We also got a glimpse of Castillo (Castle) San Salvador de la Punta before taking a cab down the tunnel to the East side of Havana. There, we went inside Castillo de los Tres Reyes del Morro, and though it was huge and impressive, not having a tour guide did make the visit a bit superficial. I was also stumped by the fact that they allowed visitors to see and touch practically everything in the museum – this was evidenced by the litter that people (rudely) left on some monuments.
A pretty chic and touristic place we went was Obispo street, a narrow boulevard with lots of stores, restaurants, coffee shops, and museums on the sides.
We also walked inside Colon Cemetery, and that was beautiful. This place reinforced the 1950’s vibe even more, as the cemetery was established in the 19th century. I don’t think I’ve ever been inside a cemetery before, and this first time definitely gave me a lasting impression.
The last place we visited in this city was Havana University. It’s as old and antique as the rest of the city, but it gave me an more ‘abandoned’ sort of feeling. When I glimpsed into the classrooms and hallways, they all seemed dark and dusty.
What about the food?
I found the food to be pretty ordinary. Prior research enabled me to anticipate what kind of food to expect, but I had hoped to find some ‘unique’ Cuban dishes. I was disappointed. The places we ate at offered mainly seafood (obviously), but none really gave me the impression of eating at a Cuban restaurant.
I probably sounded a bit cynical throughout my descriptions of the places I visited, but I actually found this city very culturally-enriching. Havana is not a good place for a vacation, but it’s definitely interesting to see and learn about a city that seems to be decaying.
We took a 2-hour car trip to Varadero, and the whole journey was a beautiful view. The roads were surrounded by green grassland and clear sky, with few cars and – occassionally – a few horse carriages that would pass us by. It’s the sort of place that one would go to get away from all the problems caused by the human civilization (oh btw, did I mention that there’s little to no wifi connection in Cuba?).
When we got to our beach resort (Hotel Paradisus), I explored the place for a bit. The resort is huge, and has several ‘sections’ separated by long walking distances. We also happened to arrive at a bad moment, as Hurricane Matthew was just striking on the North of Havana (I think?).
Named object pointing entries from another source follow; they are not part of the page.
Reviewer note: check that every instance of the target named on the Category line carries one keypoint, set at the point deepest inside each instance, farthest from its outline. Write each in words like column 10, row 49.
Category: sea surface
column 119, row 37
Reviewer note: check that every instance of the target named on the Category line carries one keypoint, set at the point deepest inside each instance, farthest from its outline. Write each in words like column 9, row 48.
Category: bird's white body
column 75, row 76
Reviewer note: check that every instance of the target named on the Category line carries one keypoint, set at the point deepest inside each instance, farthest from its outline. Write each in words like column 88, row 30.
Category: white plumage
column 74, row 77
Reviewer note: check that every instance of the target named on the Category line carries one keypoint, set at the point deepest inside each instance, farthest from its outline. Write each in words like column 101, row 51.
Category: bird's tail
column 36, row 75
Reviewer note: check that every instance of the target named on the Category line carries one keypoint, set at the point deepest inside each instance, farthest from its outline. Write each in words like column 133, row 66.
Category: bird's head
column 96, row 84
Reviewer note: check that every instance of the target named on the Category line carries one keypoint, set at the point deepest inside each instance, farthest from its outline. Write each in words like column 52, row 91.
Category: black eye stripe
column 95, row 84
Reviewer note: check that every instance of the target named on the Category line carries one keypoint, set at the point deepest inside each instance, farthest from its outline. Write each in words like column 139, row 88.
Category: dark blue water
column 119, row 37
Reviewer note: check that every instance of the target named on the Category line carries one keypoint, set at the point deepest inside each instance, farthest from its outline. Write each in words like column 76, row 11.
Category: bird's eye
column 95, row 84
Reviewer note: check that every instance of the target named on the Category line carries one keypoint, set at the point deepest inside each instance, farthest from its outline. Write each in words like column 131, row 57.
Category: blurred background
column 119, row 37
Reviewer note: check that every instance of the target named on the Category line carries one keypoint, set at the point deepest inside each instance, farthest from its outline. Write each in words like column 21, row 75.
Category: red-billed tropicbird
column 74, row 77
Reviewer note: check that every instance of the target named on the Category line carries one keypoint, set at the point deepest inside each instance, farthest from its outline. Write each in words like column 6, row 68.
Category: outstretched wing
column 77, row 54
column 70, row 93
Luckily, though, Matthew left us in peace the following day, and we were able to enjoy the vacation with (unbearably hot) sunshine.
Personally, I felt stranded and pressured to ‘enjoy’ myself in this beach resort which, needless to say, was very luxurious. But besides the beautiful sea, several pools, and night entertainment, the other few activities that the resort had were not active during our stay (e.g. the aquatic activities, which closed down due to Matthew). I’m not much of a beach or pool person, but the place is great to take pictures with some damn beautiful backgrounds. The night performances were very nice – we saw Cuban dance, singers, musicians, and other performers present a variety of concerts every night.
The resort was alright. It’s not my definition of a vacation/trip, but it was a nice change of environment nevertheless. One thing that bothered me a little, and this applies for the trip in general, was the attitude of some Cubans. Based on research, I found that Cuba is quite a safe place to travel to, but that tourist scams are quite widespread. While we experienced that quite a lot in Havana and not that much in Varadero, the service in the beach resort was not very good at all. I felt it was disorganized and lacked communication among workers, as some people who were supposed to guide us were not up to date on the activities that were going on in the resort. I wouldn’t normally complain about this as it’s not really a big deal to me, but we did stay at a 5-star hotel and pay for the service.
Anyway, I hope this was not a
horrible poorly written travel blog post! I’ve never written one of these before, but I wanted to do it this time so I can remember key moments of the trip. Thanks for reading!